Sometimes an item won’t sell for a LONG time. I’ve got stuff listed that finally sold after literal years. ONLY relist items like that if they are going to generate a good profit when sold, and when you have ‘free listings’.
Price aggressively. Use the “Sold Listings” search option to see what similar items sold for, then click on the “Sell one like this” button and start your listing from there. Always check if an item is selling, has dozens of unsold items just like it already listed, and what it actually sells for BEFORE buying the item. Even if you can double your money on that thrift store item, is it worth the effort for $5 net? If you don’t ask that question, you won’t make any money! Your goal should be to minimize any inventory. You want constant turn over on unique items, and quick sell out on lots.
Keep in mind that you need enough profit to fund more purchasing, and to throw off cash for your personal goals (eating this week, or funding the new bang toy, etc)
Do some research on youtube. See what other ebay sellers/ thrifters are doing. (this is a whole lifestyle thing, buying and selling online, with a vblog) Decide if it’s something that will work for you. (one prominent youtuber says they make good money selling Hometics power supplies. I see them all the time, so I started picking them up. I can’t seem to sell ANY. Not gonna pick up any more.)

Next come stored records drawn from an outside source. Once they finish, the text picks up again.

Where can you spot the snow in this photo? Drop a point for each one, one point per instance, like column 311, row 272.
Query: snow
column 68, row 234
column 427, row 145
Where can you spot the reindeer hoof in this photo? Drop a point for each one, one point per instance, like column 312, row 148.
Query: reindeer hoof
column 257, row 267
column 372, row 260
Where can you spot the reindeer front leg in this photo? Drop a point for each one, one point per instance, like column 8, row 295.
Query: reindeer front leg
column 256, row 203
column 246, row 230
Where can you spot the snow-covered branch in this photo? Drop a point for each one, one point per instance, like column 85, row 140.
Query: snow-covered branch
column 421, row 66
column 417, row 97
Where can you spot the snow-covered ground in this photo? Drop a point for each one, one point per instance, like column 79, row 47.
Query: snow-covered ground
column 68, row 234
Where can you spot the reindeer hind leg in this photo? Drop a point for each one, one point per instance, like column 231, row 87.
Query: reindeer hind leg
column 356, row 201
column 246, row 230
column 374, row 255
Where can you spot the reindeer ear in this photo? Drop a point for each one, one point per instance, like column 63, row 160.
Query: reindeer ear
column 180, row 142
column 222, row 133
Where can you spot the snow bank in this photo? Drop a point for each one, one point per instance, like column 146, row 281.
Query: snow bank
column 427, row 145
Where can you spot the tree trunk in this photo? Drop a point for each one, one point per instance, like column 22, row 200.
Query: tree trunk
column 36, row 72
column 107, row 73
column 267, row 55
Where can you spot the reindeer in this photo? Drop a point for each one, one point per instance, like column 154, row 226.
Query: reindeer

Maximize your ‘edge’ whether it’s specialized knowledge, repair skills, or regional arbitrage (buying where an item is common, and selling where it is not.) Eventually, your edge might be that you can buy multi-pallet lots for thousands of dollars, and have your staff process the warehouse full for sale! You’ll be able to outbid me every time!
Finally, selling online is relatively easy, has very low barriers to entry, and can be profitable. Like most businesses, you get out of it what you put in. If it’s going to be a primary source of income for you, after that initial ‘trial period’ you need to COMMIT and put in the effort, but be smart and learn first WHERE your effort is best spent.